Yang paling mencuri perhatian berada di lantai ketiga: anjungan kapal lengkap dengan simulator kapal perang. Pengunjung seolah-olah sedang berada di ruang kendali kapal tempur, sebuah pengalaman edukatif yang jarang ditemukan di destinasi wisata lain.
Daya Tarik dan Tantangan
Sejak dibuka, Mugaba Banuraja sempat ramai dikunjungi wisatawan. Sebelum pandemi, jumlah pengunjung harian bisa mencapai 50–100 orang, dan melonjak hingga 300 orang saat akhir pekan. Namun, kondisi berbeda terjadi setelah pandemi. Kini, jumlah wisatawan menurun drastis, hanya sekitar 20–30 orang per hari, atau 50–150 orang saat akhir pekan.

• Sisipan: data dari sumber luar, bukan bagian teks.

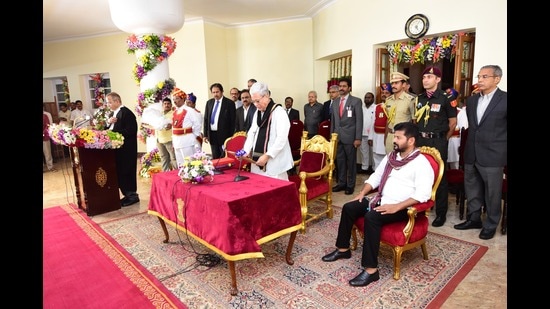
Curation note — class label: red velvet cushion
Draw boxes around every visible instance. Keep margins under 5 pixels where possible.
[355,212,429,246]
[300,151,326,173]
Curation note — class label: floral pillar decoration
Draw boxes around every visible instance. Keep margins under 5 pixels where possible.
[109,0,184,152]
[386,33,464,64]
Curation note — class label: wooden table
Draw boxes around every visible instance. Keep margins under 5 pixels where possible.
[148,169,301,295]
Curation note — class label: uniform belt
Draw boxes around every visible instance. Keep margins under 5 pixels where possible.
[451,130,460,137]
[252,151,264,161]
[420,132,447,138]
[374,126,386,133]
[176,127,197,135]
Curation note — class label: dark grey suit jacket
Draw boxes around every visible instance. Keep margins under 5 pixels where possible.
[202,97,236,145]
[235,104,256,132]
[330,94,363,144]
[464,89,508,167]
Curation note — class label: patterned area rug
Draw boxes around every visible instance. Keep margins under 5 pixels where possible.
[100,203,487,309]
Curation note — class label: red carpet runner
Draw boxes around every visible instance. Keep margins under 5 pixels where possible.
[43,206,186,309]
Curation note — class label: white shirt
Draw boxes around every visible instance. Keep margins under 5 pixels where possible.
[365,150,434,204]
[362,103,376,136]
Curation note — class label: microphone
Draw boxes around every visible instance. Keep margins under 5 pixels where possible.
[212,146,225,175]
[233,149,250,182]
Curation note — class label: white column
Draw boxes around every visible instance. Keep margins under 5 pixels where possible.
[109,0,184,152]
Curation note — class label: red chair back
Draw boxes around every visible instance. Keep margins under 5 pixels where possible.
[288,120,304,160]
[317,120,330,141]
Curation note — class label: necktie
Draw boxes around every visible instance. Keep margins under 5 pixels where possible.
[210,100,220,124]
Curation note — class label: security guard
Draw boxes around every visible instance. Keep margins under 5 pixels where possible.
[385,72,415,154]
[414,67,456,227]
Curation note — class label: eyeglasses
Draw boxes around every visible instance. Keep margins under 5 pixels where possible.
[476,74,496,79]
[252,95,265,104]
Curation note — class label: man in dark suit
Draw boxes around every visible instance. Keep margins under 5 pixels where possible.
[203,83,236,159]
[323,85,340,121]
[330,78,363,195]
[235,89,256,132]
[106,92,139,206]
[454,65,508,239]
[285,97,300,122]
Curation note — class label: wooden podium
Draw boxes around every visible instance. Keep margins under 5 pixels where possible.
[70,147,121,216]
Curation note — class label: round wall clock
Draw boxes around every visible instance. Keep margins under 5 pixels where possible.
[405,14,430,39]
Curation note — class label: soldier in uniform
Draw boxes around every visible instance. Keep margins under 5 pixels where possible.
[414,67,456,227]
[369,83,391,170]
[385,72,415,154]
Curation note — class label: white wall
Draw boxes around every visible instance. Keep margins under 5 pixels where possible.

Selain itu, menurut Deden, dukungan dari pemerintah daerah masih minim. Padahal, akses jalan menuju museum masih kurang memadai dan menjadi salah satu kendala bagi wisatawan. “Kami berharap pemerintah bisa lebih peduli agar museum ini bisa berkembang dan dinikmati lebih banyak orang,” ujarnya penuh harap.
Harapan untuk Masa Depan
Meski menghadapi tantangan, semangat di balik berdirinya Mugaba Banuraja tetap menyala. Laksamana Ade Supandi ingin dedikasi dan pengabdiannya selama di TNI AL dapat diwariskan kepada masyarakat, khususnya generasi muda Jawa Barat. Harapannya, museum ini bisa menjadi ruang inspiratif yang menumbuhkan kembali kecintaan terhadap maritim, serta menjadi destinasi edukasi yang mendukung kemajuan ekonomi kreatif lokal.
Mugaba Banuraja buka setiap hari mulai pukul 08.00–15.00 WIB, dengan jeda istirahat pukul 12.00–13.00 WIB. Bangunannya berdiri gagah sepanjang 45 meter dengan lebar 15 meter—cukup untuk membuat siapa pun merasa sedang berada di atas sebuah kapal sesungguhnya.
Museum ini bukan hanya tentang sejarah, tetapi juga tentang rasa cinta tanah air, dedikasi seorang laksamana kepada bangsanya, dan sebuah ajakan untuk kembali menengok identitas bangsa Indonesia sebagai negeri bahari.